DURHAM -- Culinary adventurers are always on the lookout for unexplored territory. So when you learn that the Triangle's first restaurant specializing in Trinidadian cuisine has opened in Durham, you're excited in a way only fellow foodies understand. The best analogy you can give to others is one of an avid bird-watcher spotting a rare species for the first time. But the bird-watcher doesn't get to eat the bird.
You gather a few friends -- the better to sample a variety of dishes -- and set course for Trin-B'Ago, in a strip mall just off the Durham Expressway. Inside, a wall-spanning mural of dancers in flamboyant headdress sets a suitably exotic mood, reinforced by potted palms, trellised vines and colorful bouquets of faux flowers on the tables. Except for the fluorescent-bright lighting and the 50 Cent tune in the background, you can almost imagine you're on the island of Trinidad.
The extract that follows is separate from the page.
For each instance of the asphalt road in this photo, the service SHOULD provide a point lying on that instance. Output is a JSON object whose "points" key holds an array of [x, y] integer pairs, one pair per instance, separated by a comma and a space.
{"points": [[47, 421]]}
Opening the menu, you discover that Trinidadian food isn't an entirely new species of culinary bird at all. It's a subspecies of Caribbean cuisine. You've seen many of these listings, from jerk chicken to curry goat, on menus offering Jamaican food.
But there are several items you haven't seen before, like phulourie. These turn out to be a Trinidadian take on hush puppies, made from split pea flour and mildly seasoned with curry powder and saffron. Phulourie, like most of the appetizers at Trin-B'Ago, is served with a spicy mango puree for dipping. And they're tasty, as are baiganee, eggplant slices fried in a phulourie batter.
Accras, spongy-textured salt cod fritters spiked with onion, garlic, herbs and chiles, are pretty good, too, though they may be an acquired taste for some. Cautious palates fishing for a starter might be more comfortable with coconut shrimp that -- even though obviously made from a frozen product -- aren't bad.
Best of all the starters you sample, though, are aloo pies, airy crescent-shaped turnovers with a potato filling (not to mention the "aloo" part of the name) reminiscent of Indian cuisine. When you comment on this to owner Elizabeth Martinez, a native of Trinidad, she explains that one of the subtle differences between Trinidadian and Jamaican cuisines is that the former relies more heavily on East Indian spices. Except for the curries, that is, for which Jamaica is well-known.
As an entree, you decide to try Trin-B'Ago's rendition of curry goat, one of your Jamaican favorites. The dish compares favorably to the Jamaican version -- so favorably that you can't distinguish any difference. You like it so much that you order it again later, but this time try the curry wrapped in a griddled flatbread called roti, for a Trinidadian-style burrito.
Oxtail, slow-cooked until the meat and fat practically meld, is as rustic and full of beefy flavor as you've had in any Jamaican restaurant. And based on Trin-B'Ago's fine showing, the differences between Trinidadian and Jamaican versions of the classic Caribbean vinegar-marinated escovitch fish must be subtle indeed.
The same can't be said of jerk chicken, which is usually grilled with either a dry rub or a light marinade of jerk seasoning. Here it's slathered with a sauce of barbecue consistency that isn't as spicy as most Jamaican jerks, though it does exhibit a complex array of flavors associated with the dish.
Stew beef ("marinated in our Trini spices, onions, carrots and peppers, served over rice") turns out to be dry and chewy, and the only "Trini spices" you can detect are salt and pepper. The accompanying fried plantains, on the other hand, are excellent.
The restaurant is out of all the desserts except one. Fortunately, that's a dark, intensely spiced fruitcake so thoroughly soaked with rum that you're tempted to ask for a straw. With nothing more than a fork and a couple of surreptitious finger-wipes of the plate, you're able to get every drop -- er, crumb.
Afterward, Martinez tells you her goal is for Trin-B'Ago to serve as both a restaurant and a place to share Trinidadian culture, like the reggae or steel drum band featured every other weekend. Judging by the diverse crowd that nearly packed the room , Martinez appears to be achieving her goal.